Whilst native sexual beauty brands like Dame Products and Amoré had founded the category, McCormack noted that body care and skin care brands were starting to home in on the opportunity.

“As sexual wellness becomes more accepted and people are more willing to talk about it, brands are more willing to venture into that category but they will say ‘here is an intimate moisturizer’ rather than ‘here’s an anal lube’.”

Trend #4 Indies take on the giants in OTC

Another trend was the growing number of independent brands in over-the-counter (OTC) - a space that had historically been the Jurassic Park of beauty, McCormack said.

“For a while, we have been seeing indie brands moving into OTC - that is, products that you would usually buy at the pharmacy without a prescription and that contain an active ingredient, such as topical skin or hair care product for skin sensitivity or allergy.”

She said indie brands were bringing “modern sensibility”​ to this “stale, sleepy category”​.

“These are products you would buy from the pharmacy that have looked the same for the last three decades. There is nothing ketchy, cute or stylish about them and in come indie brands that are breathing new life into this area, using clinical ingredients but also cleaning up the formulas.”

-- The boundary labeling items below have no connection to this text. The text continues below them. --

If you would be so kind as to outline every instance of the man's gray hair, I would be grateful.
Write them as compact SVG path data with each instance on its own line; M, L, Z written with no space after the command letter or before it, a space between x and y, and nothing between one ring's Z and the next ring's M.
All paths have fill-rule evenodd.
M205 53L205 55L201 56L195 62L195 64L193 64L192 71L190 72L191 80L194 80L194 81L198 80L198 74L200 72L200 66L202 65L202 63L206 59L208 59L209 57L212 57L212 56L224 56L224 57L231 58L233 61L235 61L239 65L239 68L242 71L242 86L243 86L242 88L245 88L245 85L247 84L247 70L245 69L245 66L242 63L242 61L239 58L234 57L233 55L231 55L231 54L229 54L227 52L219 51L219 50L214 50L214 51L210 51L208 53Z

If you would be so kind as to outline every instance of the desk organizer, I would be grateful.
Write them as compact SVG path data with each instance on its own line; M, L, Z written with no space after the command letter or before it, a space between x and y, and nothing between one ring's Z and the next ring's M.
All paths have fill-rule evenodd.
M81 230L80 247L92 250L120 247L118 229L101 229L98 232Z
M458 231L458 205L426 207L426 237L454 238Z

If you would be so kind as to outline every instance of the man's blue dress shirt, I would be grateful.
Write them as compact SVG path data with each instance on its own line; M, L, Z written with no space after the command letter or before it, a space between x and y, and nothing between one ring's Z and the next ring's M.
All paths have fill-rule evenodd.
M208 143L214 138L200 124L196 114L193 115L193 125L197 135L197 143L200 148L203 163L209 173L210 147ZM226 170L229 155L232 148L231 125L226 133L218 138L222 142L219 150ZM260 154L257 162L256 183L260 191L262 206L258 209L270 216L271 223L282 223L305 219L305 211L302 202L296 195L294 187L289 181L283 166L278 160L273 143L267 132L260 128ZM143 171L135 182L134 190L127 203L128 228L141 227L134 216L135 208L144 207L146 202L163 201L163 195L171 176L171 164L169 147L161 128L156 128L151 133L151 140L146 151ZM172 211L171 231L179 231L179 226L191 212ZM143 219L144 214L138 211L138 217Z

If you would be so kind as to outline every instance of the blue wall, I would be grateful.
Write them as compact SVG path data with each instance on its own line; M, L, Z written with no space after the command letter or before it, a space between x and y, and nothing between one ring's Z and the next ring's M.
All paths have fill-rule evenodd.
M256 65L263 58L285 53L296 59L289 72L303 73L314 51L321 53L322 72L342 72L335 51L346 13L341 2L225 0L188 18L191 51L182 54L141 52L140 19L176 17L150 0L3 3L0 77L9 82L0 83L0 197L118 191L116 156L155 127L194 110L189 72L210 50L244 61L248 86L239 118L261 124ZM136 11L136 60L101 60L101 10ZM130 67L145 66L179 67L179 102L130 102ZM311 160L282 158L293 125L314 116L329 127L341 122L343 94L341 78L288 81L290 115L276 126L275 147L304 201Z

She said that, in general, the indie sector had stayed out of OTC because it was an expensive space to play in.

“There is this whole extra cost layer involved in developing a product with any OTC ingredient because of all the testing that is required, but we have recently seen several independent beauty brands moving into this space,”​ she said.

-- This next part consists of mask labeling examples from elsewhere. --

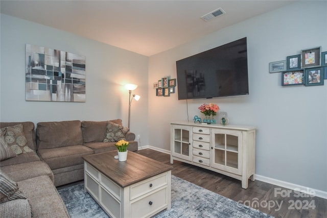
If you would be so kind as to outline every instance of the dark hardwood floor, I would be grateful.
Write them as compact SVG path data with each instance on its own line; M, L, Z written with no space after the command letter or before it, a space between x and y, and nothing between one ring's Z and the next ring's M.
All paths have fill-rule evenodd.
M136 152L170 165L169 154L148 149ZM172 165L172 175L275 217L327 217L326 199L258 180L249 180L245 189L240 181L217 173L176 160Z

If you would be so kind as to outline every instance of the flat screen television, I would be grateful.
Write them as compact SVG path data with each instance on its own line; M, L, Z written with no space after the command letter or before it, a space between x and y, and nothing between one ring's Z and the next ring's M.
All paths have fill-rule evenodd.
M246 37L177 61L178 100L249 94Z

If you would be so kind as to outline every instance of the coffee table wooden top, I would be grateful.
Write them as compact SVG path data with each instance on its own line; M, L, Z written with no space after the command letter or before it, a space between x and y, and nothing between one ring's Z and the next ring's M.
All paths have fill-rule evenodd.
M122 187L171 170L173 167L133 152L127 160L114 159L117 151L86 156L83 159Z

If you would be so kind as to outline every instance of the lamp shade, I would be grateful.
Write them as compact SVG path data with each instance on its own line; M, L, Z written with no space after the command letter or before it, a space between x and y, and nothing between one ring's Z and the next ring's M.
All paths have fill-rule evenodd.
M126 84L125 85L125 87L127 90L133 91L137 88L137 85L135 84Z
M136 101L138 101L139 100L139 99L141 98L141 96L138 95L137 94L135 94L135 96L134 96L134 99L136 100Z

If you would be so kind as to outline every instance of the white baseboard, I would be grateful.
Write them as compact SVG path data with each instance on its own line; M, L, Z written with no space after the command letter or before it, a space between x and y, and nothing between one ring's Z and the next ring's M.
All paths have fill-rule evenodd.
M142 146L142 147L138 147L138 150L145 149L152 149L153 150L162 152L165 154L170 154L170 151L159 149L158 148L150 146ZM315 189L314 188L309 188L308 187L303 186L302 185L291 183L290 182L285 182L282 180L278 180L277 179L267 177L264 176L261 176L258 174L255 174L255 179L262 182L271 184L272 185L277 185L278 186L283 187L286 188L288 188L289 189L327 199L327 191Z

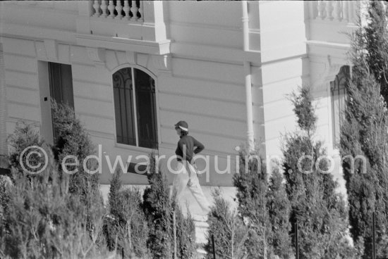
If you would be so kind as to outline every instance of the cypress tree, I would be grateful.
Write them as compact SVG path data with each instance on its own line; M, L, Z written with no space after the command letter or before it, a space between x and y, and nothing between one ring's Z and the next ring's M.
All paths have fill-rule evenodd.
M368 4L365 24L351 35L352 76L347 86L340 153L346 182L353 240L372 255L372 217L376 217L377 257L388 256L388 15L382 1ZM363 25L363 26L362 26ZM365 159L356 159L360 156Z

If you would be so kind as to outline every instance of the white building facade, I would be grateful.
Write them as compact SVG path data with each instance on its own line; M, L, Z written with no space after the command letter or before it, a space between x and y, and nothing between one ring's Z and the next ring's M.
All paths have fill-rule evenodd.
M0 155L21 120L52 143L52 97L73 106L101 145L102 183L111 178L105 156L111 165L118 156L135 165L145 162L137 156L153 151L165 156L167 170L178 141L174 125L182 120L209 156L201 184L231 186L236 146L254 139L264 157L281 156L281 134L296 125L286 95L304 84L313 89L317 137L335 154L350 65L345 32L356 27L360 6L2 1ZM205 168L202 158L198 164ZM124 182L147 178L128 173Z

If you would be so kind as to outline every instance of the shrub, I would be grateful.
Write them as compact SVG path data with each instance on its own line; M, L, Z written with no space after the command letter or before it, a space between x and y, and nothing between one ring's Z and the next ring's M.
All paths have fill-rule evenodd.
M34 177L13 168L15 184L8 189L5 215L8 225L1 226L6 232L4 254L24 258L92 258L101 255L104 247L101 234L103 208L95 204L93 214L87 215L85 206L68 192L68 179L66 175L59 177L50 150L46 151L48 166Z
M215 253L219 258L244 258L245 248L244 243L248 239L246 227L237 215L236 210L231 210L230 204L221 196L219 189L213 192L214 205L209 213L209 232L205 250L207 258L213 258L212 236L214 239Z
M281 258L290 258L294 253L289 234L291 231L289 217L291 208L283 180L280 170L277 166L272 170L267 194L267 208L271 225L268 242L275 255Z
M239 172L234 175L238 212L248 222L245 246L248 258L267 258L272 255L268 244L271 228L267 210L268 183L266 168L258 150L239 151Z
M142 196L136 189L121 190L121 171L111 180L109 197L110 215L107 218L106 236L110 248L118 242L124 255L133 253L140 258L151 258L147 248L148 225L142 209Z
M368 2L367 23L360 24L352 35L352 75L341 128L341 156L362 156L366 160L366 165L358 160L353 165L349 159L342 163L350 231L354 241L359 239L365 241L363 258L372 253L373 212L377 257L388 256L388 15L384 4L378 1ZM366 173L363 173L364 167Z
M356 251L346 238L347 210L343 196L336 192L337 183L331 173L322 173L328 169L327 163L324 160L315 166L317 159L326 153L322 143L313 140L315 120L308 101L312 99L310 91L304 87L299 94L293 94L296 99L294 103L310 103L310 107L297 109L301 111L296 112L301 131L284 138L283 166L291 206L290 222L298 224L301 258L356 258ZM306 155L310 158L302 160L301 168L298 160ZM293 227L292 236L294 233Z
M83 165L87 156L95 153L95 146L87 130L75 117L73 108L66 104L57 103L54 100L51 100L51 108L53 127L56 134L53 146L55 158L57 161L63 161L63 158L68 155L77 157L78 166L67 166L69 171L78 170L77 172L70 175L69 191L79 195L81 201L86 203L90 193L99 188L98 174L87 173L84 170ZM74 162L72 159L66 161ZM92 163L87 165L90 170L95 169ZM59 170L62 171L61 165Z
M173 215L175 211L177 229L177 255L191 258L195 251L195 227L190 214L185 217L174 197L169 197L169 184L166 175L156 172L155 158L150 158L150 187L143 194L143 210L147 217L150 236L147 241L153 258L171 258L174 253Z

“Consumers want more substantiated claims and active ingredients with studies behind them, making OTC a very natural evolution for brands on the larger side of indie who can afford to develop these products.”

She cited The Honey Pot Company and Josie Maran as two examples. “A brand like The Honey Pot Company is independent but it is a large indie brand. We are not going to see this from the small super niche brands. It is a certain size of indie brand that is able to access this space.”

And with clean beauty currently under fire, she predicted this trend would continue. “This is a way for consumers to have products that are the real deal; that they know are going to work.”

Trend #5 Brands go cool on CBD

With cannabidiol (CBD) still lingering in a regulatory limbo, McCormack said indie brands were deserting concepts based on the compound.

“A lot of companies are still using CBD, but they are not centering their whole brand around it, while others are going CBD-free,” ​she said.

She gave the example of Sagely Naturals - a CBD skincare brand that had just developed its first non-CBD line.

“Brands that are centered around a CBD positioning are encountering a ton of issues, which is why companies are looking to other cannabinoids that are not as regulated. Everyone knows CBD - it is watched - whereas there are other lesser known cannabinoids such as CBG [cannabigerol] and CBN [cannabinol] that are as effective for anxiety and sleep. Brands are turning to those because it is a lot easier to talk about them without getting flagged,” ​said McCormack.